Pour suivre jusqu'à son terme l'épisode de la dotation, il a fallu un peu anticiper sur les événements. Revenons maintenant aux débats de l'adresse. Aussi bien n'avons-nous pas encore parlé de la partie de ces débats qui occupa alors le plus le public, c'est-à-dire de la discussion qui s'engagea sur les démonstrations légitimistes de Belgrave square. Les scènes de violence qui s'y sont produites en ont fait l'un des épisodes fameux de nos annales parlementaires.
Ce fut le cabinet lui-même qui provoqua cette discussion. Ni M. Guizot ni Louis-Philippe ne comprenaient qu'une indifférence dédaigneuse eût été, en cette circonstance, l'attitude la plus habile. Le Roi surtout semblait avoir perdu le sang-froid patient et un peu sceptique dont il avait donné tant de preuves aux heures difficiles. Plusieurs semaines après que les manifestants avaient repassé la Manche, le gouvernement français était encore occupé d'eux. Il ne se contentait pas d'agir diplomatiquement sur les autres cabinets, pour prévenir une récidive[275]; il cherchait un moyen de sévir parlementairement, en France, contre les députés et les pairs qui, au mépris de leur serment, s'étaient associés à une démarche jugée factieuse. Après consultation des hommes importants du parti conservateur, l'idée qui prévalut fut celle d'une sorte de réprobation morale prononcée par les deux Chambres dans leurs adresses.
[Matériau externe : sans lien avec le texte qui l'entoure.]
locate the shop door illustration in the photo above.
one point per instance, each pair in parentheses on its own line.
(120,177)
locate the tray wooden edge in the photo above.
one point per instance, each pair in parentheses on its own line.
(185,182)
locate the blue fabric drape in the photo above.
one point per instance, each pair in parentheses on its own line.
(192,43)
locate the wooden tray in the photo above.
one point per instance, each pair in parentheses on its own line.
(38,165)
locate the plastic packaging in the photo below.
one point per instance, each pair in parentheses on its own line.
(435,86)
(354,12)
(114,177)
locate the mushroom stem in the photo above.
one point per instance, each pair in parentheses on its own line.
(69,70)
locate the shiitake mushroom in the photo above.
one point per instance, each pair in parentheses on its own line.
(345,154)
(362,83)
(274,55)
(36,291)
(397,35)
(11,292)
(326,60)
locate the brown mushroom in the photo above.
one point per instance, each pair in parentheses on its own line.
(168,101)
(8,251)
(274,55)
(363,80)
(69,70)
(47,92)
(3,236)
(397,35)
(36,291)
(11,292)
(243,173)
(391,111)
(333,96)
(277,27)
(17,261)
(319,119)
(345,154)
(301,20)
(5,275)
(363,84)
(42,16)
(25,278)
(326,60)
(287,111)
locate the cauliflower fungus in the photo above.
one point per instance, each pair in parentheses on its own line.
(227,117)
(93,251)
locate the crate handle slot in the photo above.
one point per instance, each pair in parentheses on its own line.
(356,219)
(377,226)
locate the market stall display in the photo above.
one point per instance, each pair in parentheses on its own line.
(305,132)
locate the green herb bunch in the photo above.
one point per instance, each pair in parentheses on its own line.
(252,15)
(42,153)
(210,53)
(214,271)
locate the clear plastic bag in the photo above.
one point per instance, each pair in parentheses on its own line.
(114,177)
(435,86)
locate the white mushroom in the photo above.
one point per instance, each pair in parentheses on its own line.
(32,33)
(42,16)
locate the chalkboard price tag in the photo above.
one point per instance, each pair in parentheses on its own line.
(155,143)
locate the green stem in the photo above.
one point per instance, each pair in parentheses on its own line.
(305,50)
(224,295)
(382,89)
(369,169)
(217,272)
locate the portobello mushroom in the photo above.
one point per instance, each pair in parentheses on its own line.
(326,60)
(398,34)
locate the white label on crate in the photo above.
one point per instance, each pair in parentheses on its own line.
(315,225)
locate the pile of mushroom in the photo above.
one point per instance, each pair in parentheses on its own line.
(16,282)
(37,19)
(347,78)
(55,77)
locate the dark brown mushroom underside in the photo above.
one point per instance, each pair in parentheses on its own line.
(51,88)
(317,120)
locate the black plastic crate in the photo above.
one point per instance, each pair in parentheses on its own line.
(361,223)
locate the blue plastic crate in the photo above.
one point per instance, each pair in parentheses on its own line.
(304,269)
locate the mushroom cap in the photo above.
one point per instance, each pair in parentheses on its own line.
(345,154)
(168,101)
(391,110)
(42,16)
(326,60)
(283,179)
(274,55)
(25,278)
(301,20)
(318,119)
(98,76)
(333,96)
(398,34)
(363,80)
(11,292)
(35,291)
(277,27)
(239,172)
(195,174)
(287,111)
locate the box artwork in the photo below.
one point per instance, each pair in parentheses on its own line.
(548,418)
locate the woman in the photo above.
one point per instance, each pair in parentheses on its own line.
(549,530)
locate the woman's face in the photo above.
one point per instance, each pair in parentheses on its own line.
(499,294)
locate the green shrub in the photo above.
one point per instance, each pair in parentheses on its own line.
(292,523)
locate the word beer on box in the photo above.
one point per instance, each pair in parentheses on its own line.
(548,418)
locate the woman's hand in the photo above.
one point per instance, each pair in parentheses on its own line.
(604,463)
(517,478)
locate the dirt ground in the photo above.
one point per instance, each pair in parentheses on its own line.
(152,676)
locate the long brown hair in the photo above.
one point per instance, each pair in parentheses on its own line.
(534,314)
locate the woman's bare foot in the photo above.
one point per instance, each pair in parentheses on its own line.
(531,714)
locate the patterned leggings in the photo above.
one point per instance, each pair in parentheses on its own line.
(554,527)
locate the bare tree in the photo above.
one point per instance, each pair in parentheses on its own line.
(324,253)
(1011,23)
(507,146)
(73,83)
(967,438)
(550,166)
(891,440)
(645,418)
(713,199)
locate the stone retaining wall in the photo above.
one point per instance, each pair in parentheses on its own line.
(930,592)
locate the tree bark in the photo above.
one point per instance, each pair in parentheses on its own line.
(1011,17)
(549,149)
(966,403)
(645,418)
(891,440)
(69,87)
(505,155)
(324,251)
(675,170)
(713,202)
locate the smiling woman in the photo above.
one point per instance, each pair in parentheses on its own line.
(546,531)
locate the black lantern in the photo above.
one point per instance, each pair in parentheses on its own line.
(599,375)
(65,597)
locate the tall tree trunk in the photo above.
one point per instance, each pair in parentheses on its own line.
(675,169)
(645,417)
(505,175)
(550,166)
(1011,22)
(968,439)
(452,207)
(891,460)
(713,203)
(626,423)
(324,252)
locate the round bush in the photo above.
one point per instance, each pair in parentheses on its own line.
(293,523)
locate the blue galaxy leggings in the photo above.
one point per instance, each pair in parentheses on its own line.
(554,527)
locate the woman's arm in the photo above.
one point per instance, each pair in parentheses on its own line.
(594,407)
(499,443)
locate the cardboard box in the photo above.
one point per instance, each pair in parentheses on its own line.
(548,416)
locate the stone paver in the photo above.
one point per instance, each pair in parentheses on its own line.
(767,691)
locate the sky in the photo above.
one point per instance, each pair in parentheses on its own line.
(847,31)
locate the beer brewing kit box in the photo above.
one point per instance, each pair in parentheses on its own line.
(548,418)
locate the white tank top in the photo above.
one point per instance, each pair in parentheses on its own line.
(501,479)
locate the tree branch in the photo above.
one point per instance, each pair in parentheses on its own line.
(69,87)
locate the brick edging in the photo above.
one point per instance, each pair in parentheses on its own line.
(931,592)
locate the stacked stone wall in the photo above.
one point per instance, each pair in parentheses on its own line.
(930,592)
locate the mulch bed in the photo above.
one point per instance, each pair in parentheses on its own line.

À la Chambre des pairs, le programme arrêté à l'avance s'exécuta sans aucune difficulté. L'adresse porta que «les pouvoirs de l'État, en dédaignant les vaines démonstrations des factions vaincues, avaient l'œil sur leurs manœuvres criminelles». Elle ajouta: «Le Roi a tenu ses serments. Quel Français pourrait oublier ou trahir les siens?» On ne pouvait se flatter que les choses se passassent aussi tranquillement au Palais-Bourbon. Tout d'abord la commission, qui comptait sept ministériels et deux opposants, eut, en rédigeant le projet d'adresse, la main plus lourde que la commission de la Chambre des pairs. Elle proposa la phrase suivante: «La conscience publique flétrit de coupables manifestations.» Quand, le 12 janvier 1844, le projet fut lu à la Chambre, les expressions employées parurent choquantes et exagérées. M. Guizot l'a reconnu lui-même plus tard, «le mot flétrit convenait mal à ces scènes et aux personnes qui s'y étaient engagées; il leur attribuait un caractère d'immoralité et de honte qui n'appartenait point au fait qu'on voulait ainsi qualifier;... c'était une de ces expressions excessives et brutales par lesquelles les partis s'efforcent quelquefois de décrier leurs adversaires et qui dépassent les sentiments même hostiles qu'ils leur portent». Comment donc la commission avait-elle été amenée à proposer une rédaction ainsi jugée par le principal ministre? Le duc de Broglie va nous révéler le secret de la coulisse, dans une lettre intime adressée, sur le moment, à son fils: «La phrase de l'adresse, lui écrivait-il, dépasse toute mesure et va plus loin que ses auteurs n'ont voulu. Le fait est que la commission a d'abord été embarrassée de trouver un rapporteur; elle a hésité entre Hébert et Saint-Marc Girardin. Tout compte fait, il a paru ridicule de faire louer le gouvernement par son procureur général. Saint-Marc Girardin n'a accepté qu'à son corps défendant; il a rédigé tellement quellement la phrase, comme forcé et contraint; on en a été mécontent, et l'un des représentants de la gauche dans la commission, M. Ducos, a rédigé la phrase telle que tu la verras dans le journal, plutôt par goût pour la déclamation que par une véritable intelligence de ce qu'il faisait. Les conservateurs, qui craignaient avec raison de se voir abandonnés par les autres, s'en sont emparés, et elle a passé à l'unanimité[276].»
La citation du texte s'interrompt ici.